Dizziness and lightheadedness are common, especially when you first start taking enalapril or after a dose increase. This happens because your blood pressure drops as the medication takes effect. Standing up slowly from a seated or lying position helps. Other possible side effects include fatigue, headache, and nausea, though these tend to be mild and often improve within a few weeks.

Serious Risks to Know About

Enalapril carries a boxed warning about use during pregnancy. Taking it during the second or third trimester can cause serious harm to a developing baby, including kidney failure, skull abnormalities, and in some cases, death. If you become pregnant while taking enalapril, it should be stopped as soon as possible.

Angioedema is a rare but potentially dangerous reaction. It involves sudden swelling of the face, lips, tongue, or throat and can make breathing difficult. This reaction can occur at any point during treatment, not just in the early weeks. Anyone who has experienced angioedema from a previous ACE inhibitor should not take enalapril. People with a history of angioedema from other causes are also at higher risk.

Drug Interactions

Enalapril can raise potassium levels in your blood because it reduces the hormone (aldosterone) that normally helps your kidneys excrete potassium.

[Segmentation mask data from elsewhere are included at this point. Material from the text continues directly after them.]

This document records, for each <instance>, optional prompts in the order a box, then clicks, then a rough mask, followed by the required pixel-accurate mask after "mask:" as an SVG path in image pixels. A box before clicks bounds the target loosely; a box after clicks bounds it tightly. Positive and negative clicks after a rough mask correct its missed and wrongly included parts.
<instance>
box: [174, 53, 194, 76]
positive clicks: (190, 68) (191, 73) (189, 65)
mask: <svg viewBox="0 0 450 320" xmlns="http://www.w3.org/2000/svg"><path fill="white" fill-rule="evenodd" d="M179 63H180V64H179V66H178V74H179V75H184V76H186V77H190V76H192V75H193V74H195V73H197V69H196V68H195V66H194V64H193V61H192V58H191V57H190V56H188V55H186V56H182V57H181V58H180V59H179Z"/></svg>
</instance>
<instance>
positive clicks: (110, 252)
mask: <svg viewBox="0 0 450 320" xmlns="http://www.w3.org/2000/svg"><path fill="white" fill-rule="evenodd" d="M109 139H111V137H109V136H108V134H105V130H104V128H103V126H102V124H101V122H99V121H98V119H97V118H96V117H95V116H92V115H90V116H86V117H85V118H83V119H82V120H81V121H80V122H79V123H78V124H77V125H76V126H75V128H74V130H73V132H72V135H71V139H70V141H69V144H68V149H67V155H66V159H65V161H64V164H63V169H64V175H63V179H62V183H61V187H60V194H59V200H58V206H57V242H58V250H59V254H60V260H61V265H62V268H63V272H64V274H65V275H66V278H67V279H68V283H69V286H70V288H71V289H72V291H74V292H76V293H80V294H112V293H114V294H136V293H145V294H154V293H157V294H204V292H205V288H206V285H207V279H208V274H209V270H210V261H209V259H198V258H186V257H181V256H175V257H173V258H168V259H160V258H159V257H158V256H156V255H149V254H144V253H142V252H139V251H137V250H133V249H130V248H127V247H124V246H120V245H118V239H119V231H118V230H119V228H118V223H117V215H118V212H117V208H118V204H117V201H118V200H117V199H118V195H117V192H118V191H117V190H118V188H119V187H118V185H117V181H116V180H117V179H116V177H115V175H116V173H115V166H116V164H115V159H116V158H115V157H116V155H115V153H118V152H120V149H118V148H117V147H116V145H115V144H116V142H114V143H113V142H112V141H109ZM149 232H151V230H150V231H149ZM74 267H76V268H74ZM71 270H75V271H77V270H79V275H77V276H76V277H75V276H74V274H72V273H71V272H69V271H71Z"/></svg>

This becomes a real concern if you’re also taking potassium-sparing diuretics like spironolactone, potassium supplements, or salt substitutes that contain potassium. Too much potassium can cause dangerous heart rhythm problems.

If you take lithium for a mood disorder, enalapril can increase lithium concentrations in your blood and raise the risk of kidney toxicity. Both drugs put strain on the kidneys through different mechanisms, so the combination requires careful monitoring.

Blood Tests While Taking Enalapril

Clinical guidelines recommend checking your kidney function and potassium levels within 30 days of starting enalapril. These two blood tests, serum creatinine and serum potassium, confirm that your kidneys are handling the medication well and that potassium isn’t climbing to unsafe levels. Your provider will likely repeat these tests periodically, especially after dose changes or if you start a new medication that also affects potassium or kidney function.